Do stuff! And learn while you're doing it. Spend time reading and really
absorbing and integrating the stuff you read until it makes sense, then apply
that knowledge, repeatedly.

Nobody was born competent.

So use your abilities as they are today as a starting point and build them up
from there, and don't worry too much about where you are on the scale, as long
as you keep moving up you'll be fine.

Interaction with other people (here on HN there are some pretty smart people
and they're not at all scared to share their knowledge) can accelerate that
process, both because you can learn from others and because you can test your
knowledge.

The fact that you're posting this here would indicate that you already got
that last point :)

------
RiderOfGiraffes
Clickable links:

<http://gagne.homedns.org/~tgagne/contrib/unskilled.html>

<http://en.wikipedia.org/wiki/Dunning-Kruger_effect>

[http://www.sfgate.com/cgi-
bin/article.cgi?f=/c/a/2000/01/18/...](http://www.sfgate.com/cgi-
bin/article.cgi?f=/c/a/2000/01/18/MN73840.DTL)

<http://en.wikipedia.org/wiki/Pygmalion_effect>

------
RiderOfGiraffes
Find and spend time with people who know more than you. You will know
different things, and you might be clever, but you need to be in an audience
that drags you up, and keeps you honest.

There are things I'm really, really good at, and I know that because I can do
them and others - who I respect and admire - can't. There are other things
that I'm pretty poor at, and I spend time with people, learning from them and
trying to improve. They tolerate me because I try to have the right attitude,
and I give freely of my time and knowledge. In return, I receive their time
and knowledge, and we all benefit.

One side note: One's individual and personal "worth" is not derived from
skills or knowledge. Use comparisons to assess knowledge and ability, but not
your worth.

------
Mz
Something that has been helpful for me: I try to separate the skills/knowledge
from my ego.

I went through a period where I was something of a "star" on a few small email
lists and was constantly heaped with public praise. I was uncomfortable with
that but was told I had "poor self esteem" and these kind, loving folks were
going to assist me in getting over it. Of course, the more some folks sang my
praises, the more others felt compelled to kick the living crap out of me and
try to bring me down a notch or twelve. Having concluded that my aversion to
public praise is rooted in wisdom, not neurosis, I have since worked hard on
learning to present good information that stands on its own merits while
simultaneously deflecting public praise since it actually undermines my
efforts to put out good info by putting too much of the focus on me and my
ego. In spite of still putting forth controversial ideas, I get beat up less
these days. With getting beat up less, I have less need to have folks telling
me I'm wonderful because I don't have all those psychic wounds to salve.

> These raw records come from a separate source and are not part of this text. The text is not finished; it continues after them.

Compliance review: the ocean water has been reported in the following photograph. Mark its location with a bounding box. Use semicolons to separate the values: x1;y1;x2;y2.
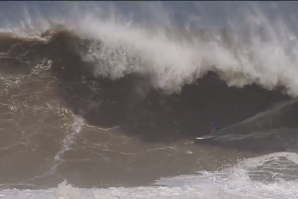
0;2;298;199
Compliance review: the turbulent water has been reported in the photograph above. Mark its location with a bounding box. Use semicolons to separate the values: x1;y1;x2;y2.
0;2;298;199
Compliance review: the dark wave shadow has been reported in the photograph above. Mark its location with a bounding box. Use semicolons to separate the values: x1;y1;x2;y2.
49;32;289;146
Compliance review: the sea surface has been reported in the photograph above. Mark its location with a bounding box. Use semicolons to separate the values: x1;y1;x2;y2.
0;2;298;199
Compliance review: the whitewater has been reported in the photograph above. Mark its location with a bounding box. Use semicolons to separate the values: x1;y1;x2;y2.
0;2;298;199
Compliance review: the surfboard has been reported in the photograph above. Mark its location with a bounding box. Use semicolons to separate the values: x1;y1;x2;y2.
196;135;216;140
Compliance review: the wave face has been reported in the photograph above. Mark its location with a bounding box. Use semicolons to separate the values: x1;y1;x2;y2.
0;2;298;198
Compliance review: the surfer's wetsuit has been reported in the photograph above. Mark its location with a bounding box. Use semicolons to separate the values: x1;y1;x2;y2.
211;120;219;135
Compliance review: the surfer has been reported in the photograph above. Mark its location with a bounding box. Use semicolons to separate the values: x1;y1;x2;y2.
210;120;219;136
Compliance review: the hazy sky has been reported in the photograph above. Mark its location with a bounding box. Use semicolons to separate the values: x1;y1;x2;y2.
0;1;298;29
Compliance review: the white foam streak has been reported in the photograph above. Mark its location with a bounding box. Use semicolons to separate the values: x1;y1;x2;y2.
0;153;298;199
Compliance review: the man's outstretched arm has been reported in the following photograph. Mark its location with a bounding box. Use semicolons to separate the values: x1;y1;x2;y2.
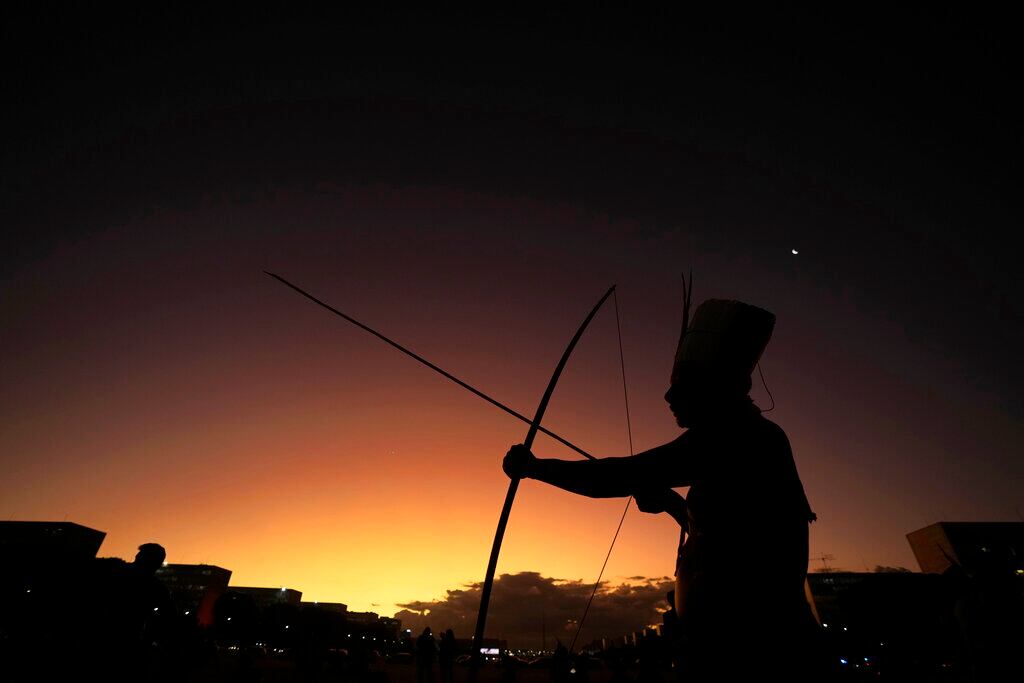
502;435;689;501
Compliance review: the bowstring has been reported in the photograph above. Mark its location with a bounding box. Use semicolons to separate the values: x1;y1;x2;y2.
569;293;633;652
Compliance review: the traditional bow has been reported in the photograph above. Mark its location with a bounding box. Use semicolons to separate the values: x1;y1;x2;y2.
264;270;633;667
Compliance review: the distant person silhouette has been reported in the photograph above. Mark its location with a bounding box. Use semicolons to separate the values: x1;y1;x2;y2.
551;640;571;683
416;626;437;683
437;629;456;683
504;295;820;682
61;543;171;681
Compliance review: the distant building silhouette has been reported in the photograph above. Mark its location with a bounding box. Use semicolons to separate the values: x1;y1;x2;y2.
347;612;380;626
157;564;231;627
906;522;1024;573
299;601;348;614
227;586;302;609
0;521;106;572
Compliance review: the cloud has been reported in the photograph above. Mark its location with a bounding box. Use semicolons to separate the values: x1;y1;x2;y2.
395;571;674;648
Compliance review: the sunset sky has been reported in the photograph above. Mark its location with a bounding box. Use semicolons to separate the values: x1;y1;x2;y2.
0;10;1024;634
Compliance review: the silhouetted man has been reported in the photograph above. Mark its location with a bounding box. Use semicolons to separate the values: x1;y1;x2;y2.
504;300;815;681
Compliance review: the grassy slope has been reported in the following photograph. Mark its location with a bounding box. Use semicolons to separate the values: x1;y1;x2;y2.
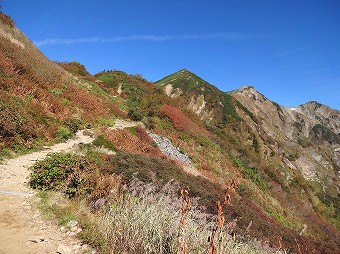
0;13;121;158
0;12;337;254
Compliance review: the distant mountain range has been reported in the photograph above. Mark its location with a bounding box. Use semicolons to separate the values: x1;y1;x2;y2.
0;10;340;253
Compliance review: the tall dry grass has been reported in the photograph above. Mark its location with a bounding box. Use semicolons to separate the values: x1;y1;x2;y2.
85;180;282;254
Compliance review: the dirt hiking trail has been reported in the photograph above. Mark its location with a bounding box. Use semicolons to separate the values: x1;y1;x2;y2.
0;131;94;254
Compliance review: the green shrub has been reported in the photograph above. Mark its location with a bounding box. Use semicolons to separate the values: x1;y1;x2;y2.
64;118;82;133
57;126;73;141
96;116;116;127
29;153;88;192
243;167;268;190
128;109;145;121
92;136;119;152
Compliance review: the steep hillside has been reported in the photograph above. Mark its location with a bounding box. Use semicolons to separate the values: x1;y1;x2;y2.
0;11;340;253
156;70;340;252
156;69;239;124
0;13;120;158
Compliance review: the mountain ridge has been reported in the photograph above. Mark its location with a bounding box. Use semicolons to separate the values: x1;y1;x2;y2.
0;12;340;253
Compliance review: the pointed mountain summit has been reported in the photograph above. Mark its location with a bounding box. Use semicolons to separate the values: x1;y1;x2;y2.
156;69;220;93
156;69;239;124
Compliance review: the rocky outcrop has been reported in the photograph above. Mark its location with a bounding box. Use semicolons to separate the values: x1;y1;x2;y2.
231;86;340;185
149;132;191;165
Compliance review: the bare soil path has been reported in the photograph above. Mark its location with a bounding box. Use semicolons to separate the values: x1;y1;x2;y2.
0;131;94;254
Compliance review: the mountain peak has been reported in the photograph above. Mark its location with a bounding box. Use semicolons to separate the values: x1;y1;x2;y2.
156;69;218;93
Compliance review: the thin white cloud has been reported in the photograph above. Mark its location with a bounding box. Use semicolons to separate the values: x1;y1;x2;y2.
34;33;261;47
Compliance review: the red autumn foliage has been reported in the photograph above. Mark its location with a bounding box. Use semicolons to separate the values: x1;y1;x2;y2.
160;104;197;132
104;129;164;158
64;85;110;119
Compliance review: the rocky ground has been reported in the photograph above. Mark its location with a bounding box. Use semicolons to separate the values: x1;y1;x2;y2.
0;131;94;254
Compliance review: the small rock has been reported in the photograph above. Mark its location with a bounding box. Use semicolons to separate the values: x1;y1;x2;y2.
66;220;78;228
28;236;44;243
69;232;77;236
57;244;72;254
72;244;81;251
71;226;78;232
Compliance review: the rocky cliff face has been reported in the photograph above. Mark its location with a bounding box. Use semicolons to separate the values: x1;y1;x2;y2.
231;86;340;191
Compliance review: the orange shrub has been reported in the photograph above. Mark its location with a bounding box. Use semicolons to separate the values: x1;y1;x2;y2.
160;104;198;133
105;129;163;157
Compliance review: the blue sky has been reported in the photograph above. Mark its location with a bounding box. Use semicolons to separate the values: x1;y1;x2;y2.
2;0;340;109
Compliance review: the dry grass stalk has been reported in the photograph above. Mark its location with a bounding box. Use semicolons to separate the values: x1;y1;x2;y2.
178;188;191;254
208;179;237;254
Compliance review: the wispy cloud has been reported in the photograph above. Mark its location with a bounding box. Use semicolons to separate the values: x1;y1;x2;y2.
34;33;261;47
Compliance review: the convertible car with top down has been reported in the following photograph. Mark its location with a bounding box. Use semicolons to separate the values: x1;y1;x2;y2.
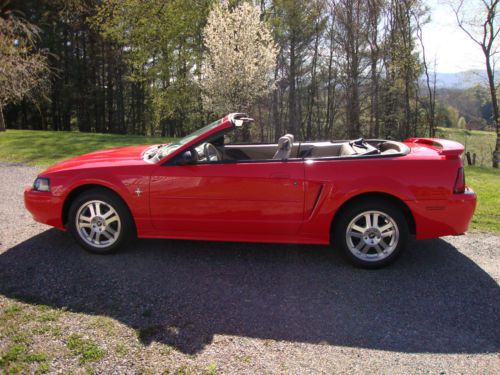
24;113;476;268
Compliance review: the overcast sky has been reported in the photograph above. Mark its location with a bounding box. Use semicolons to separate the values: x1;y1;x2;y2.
423;0;492;73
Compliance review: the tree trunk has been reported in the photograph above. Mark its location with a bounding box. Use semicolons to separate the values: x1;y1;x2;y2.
0;105;5;132
286;37;298;136
486;52;500;168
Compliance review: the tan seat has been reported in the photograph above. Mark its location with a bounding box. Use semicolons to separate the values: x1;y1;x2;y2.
340;143;356;156
273;134;294;160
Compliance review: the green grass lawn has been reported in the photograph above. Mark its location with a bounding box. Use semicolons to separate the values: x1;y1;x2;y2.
0;130;170;167
436;128;496;167
465;167;500;233
0;128;500;233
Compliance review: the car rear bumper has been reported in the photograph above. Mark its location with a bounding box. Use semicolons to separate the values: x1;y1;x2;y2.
407;188;477;240
24;187;65;230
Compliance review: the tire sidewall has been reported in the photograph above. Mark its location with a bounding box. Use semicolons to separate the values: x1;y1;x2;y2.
332;201;408;269
67;189;133;254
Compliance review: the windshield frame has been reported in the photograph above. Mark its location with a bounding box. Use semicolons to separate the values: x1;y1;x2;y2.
157;119;222;160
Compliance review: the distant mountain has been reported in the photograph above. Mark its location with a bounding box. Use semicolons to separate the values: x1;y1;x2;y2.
423;70;500;89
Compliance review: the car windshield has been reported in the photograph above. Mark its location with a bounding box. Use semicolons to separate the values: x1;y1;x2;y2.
156;120;222;160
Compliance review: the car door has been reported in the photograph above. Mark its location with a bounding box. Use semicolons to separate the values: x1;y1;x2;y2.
150;160;304;239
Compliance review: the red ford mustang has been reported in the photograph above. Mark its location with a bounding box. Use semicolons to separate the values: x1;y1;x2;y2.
24;114;476;268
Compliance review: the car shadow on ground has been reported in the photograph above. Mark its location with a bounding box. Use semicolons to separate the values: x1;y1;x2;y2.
0;229;500;354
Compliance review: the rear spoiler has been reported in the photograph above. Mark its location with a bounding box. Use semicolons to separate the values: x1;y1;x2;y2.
404;138;464;156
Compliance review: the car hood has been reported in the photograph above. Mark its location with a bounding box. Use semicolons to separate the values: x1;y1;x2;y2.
43;145;156;174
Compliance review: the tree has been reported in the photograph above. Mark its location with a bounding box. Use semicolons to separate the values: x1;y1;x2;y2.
201;3;277;115
452;0;500;168
0;11;47;131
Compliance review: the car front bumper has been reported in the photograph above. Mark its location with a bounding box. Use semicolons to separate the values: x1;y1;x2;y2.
24;186;65;230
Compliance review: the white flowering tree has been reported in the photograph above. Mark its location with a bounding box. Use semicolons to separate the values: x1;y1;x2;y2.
201;3;278;115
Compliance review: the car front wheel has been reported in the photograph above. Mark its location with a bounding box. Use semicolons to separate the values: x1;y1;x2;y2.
333;202;408;268
68;189;132;254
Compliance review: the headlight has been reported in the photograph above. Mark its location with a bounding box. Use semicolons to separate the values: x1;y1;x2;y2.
33;177;50;191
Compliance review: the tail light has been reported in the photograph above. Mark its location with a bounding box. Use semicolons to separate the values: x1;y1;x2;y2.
453;167;465;194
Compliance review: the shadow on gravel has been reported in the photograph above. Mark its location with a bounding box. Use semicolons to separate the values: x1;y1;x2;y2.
0;229;500;353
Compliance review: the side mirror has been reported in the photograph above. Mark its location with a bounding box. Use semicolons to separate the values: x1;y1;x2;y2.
177;150;196;165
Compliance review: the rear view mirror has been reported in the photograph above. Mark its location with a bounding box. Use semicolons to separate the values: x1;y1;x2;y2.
177;150;196;165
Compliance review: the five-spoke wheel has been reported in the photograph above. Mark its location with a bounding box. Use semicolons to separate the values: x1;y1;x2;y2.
332;200;408;268
76;200;121;248
68;189;134;254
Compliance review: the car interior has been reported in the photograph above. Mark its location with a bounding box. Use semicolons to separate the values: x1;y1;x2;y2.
193;134;409;162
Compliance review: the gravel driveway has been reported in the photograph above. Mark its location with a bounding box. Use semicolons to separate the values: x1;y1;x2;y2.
0;164;500;374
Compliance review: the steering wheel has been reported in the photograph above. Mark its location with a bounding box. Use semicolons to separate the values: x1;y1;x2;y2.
203;142;219;161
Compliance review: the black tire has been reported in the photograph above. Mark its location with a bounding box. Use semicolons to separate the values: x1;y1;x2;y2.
332;200;408;269
67;188;135;254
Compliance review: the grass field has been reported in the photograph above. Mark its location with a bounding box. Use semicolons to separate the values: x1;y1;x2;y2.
436;128;496;167
0;128;500;233
0;130;170;167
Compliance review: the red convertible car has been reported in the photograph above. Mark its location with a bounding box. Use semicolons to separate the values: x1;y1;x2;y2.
24;113;476;268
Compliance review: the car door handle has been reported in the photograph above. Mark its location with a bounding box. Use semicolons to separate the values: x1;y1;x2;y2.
269;173;292;179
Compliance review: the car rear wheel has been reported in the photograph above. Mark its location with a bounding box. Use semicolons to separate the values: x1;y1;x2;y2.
68;189;133;254
333;201;408;268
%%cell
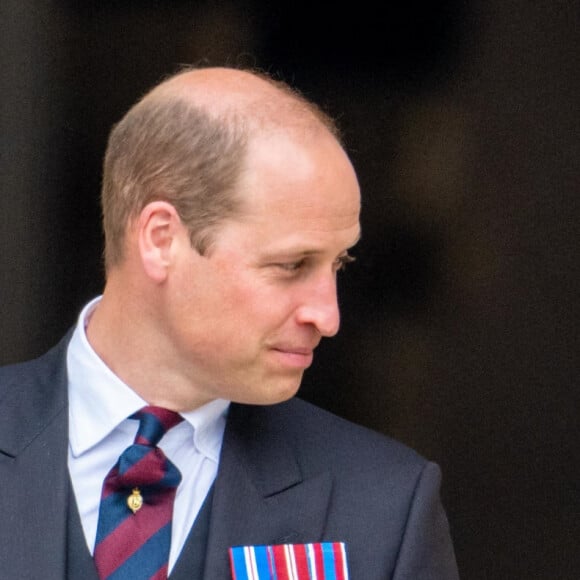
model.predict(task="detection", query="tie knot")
[131,406,183,447]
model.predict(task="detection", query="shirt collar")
[67,296,230,461]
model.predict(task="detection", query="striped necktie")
[94,407,182,580]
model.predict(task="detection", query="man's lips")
[271,345,315,368]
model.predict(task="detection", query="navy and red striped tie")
[94,407,183,580]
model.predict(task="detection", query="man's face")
[165,131,360,404]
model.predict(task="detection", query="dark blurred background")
[0,0,580,580]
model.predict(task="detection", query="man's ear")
[135,201,183,282]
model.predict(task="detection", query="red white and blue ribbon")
[229,542,348,580]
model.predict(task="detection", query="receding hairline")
[134,67,342,145]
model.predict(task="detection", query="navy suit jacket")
[0,337,458,580]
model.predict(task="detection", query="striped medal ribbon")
[229,542,348,580]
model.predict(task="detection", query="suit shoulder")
[230,397,428,475]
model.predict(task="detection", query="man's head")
[89,68,360,410]
[102,68,339,270]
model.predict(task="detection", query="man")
[0,68,457,580]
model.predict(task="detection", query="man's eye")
[277,260,305,272]
[336,254,356,270]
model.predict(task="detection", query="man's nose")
[297,274,340,337]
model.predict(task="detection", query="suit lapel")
[205,405,332,579]
[0,338,70,580]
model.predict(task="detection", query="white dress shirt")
[67,297,229,571]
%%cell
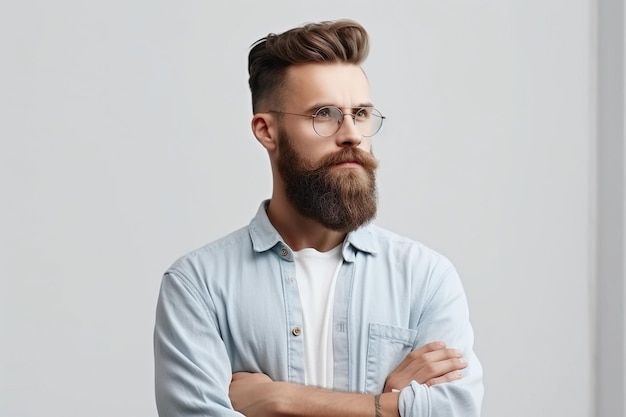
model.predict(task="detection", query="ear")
[251,113,278,152]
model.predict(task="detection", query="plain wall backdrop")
[0,0,595,417]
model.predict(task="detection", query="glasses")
[268,106,385,138]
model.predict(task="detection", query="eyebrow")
[304,102,374,114]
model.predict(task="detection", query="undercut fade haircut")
[248,19,369,113]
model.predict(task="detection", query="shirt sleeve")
[154,273,242,417]
[398,263,484,417]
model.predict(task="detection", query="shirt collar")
[249,200,377,262]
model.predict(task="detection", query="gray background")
[0,0,625,417]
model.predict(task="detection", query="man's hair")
[248,19,369,113]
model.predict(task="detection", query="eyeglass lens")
[313,106,383,137]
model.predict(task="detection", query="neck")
[267,193,347,252]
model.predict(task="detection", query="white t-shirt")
[294,245,343,388]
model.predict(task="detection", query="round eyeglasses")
[268,106,385,138]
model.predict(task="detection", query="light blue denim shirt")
[154,201,483,417]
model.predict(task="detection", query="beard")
[278,129,378,233]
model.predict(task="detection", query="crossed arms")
[229,342,467,417]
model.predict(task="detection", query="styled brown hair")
[248,19,369,113]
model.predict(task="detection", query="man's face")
[277,64,378,232]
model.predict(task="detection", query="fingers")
[425,371,463,387]
[383,342,467,392]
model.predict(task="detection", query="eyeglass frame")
[266,106,387,138]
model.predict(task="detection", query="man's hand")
[383,342,467,392]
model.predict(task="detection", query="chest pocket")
[365,323,417,394]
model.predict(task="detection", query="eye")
[315,107,334,119]
[354,107,372,120]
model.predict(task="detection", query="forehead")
[285,63,371,111]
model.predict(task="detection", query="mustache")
[315,148,378,171]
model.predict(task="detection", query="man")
[155,20,483,417]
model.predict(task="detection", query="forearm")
[277,383,399,417]
[230,380,400,417]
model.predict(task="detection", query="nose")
[335,113,363,146]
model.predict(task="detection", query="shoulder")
[166,226,252,276]
[364,224,452,269]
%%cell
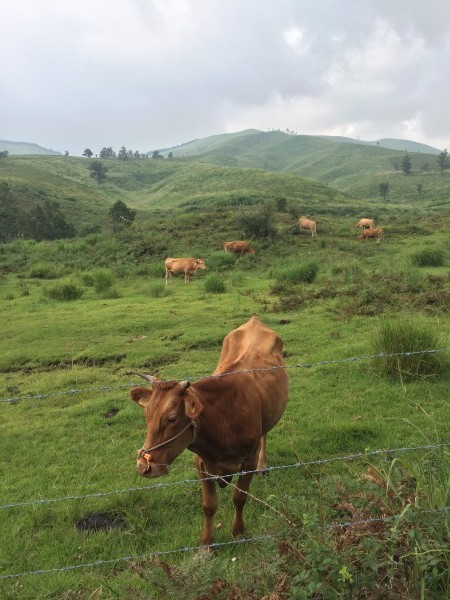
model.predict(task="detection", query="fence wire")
[0,506,450,580]
[0,346,450,404]
[0,443,450,509]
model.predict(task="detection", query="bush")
[276,262,319,284]
[208,251,237,271]
[410,248,444,267]
[92,269,114,294]
[236,203,276,238]
[148,283,173,298]
[44,281,83,302]
[28,262,61,279]
[372,319,443,380]
[205,275,226,294]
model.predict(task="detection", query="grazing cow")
[298,217,317,237]
[130,316,288,545]
[356,219,375,229]
[358,228,384,244]
[222,241,255,256]
[165,258,207,285]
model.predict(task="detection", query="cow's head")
[130,375,203,477]
[195,258,208,271]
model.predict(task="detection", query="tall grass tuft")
[410,248,444,267]
[276,262,319,284]
[148,283,173,298]
[44,281,83,302]
[28,262,62,279]
[205,275,226,294]
[372,318,444,381]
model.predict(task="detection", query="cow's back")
[214,316,288,434]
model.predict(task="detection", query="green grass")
[0,158,450,600]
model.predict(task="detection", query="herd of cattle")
[130,217,383,545]
[164,217,383,285]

I suspect one reason very competent people underestimate their abilities is
because they tend to attract lots of criticism. In other words, they are a
threat to the pecking order and people make huge deals out of any tiny mistake
they make (basically a desperate attempt to say "you're not All That,
dammit!"). The approach I have worked out helps get around that issue. I am
perfectly willing to admit that I make mistakes and because I do not let
people paint me into a corner and make this all about me and my ego, I get a
lot less of that type of negative feedback than I used to. (It still happens,
but it's not socially and emotionally crippling anymore.) This helps remove
negative social bias (hostility) from my attempts to self-assess. That has had
a net positive impact on my confidence and self-assessment.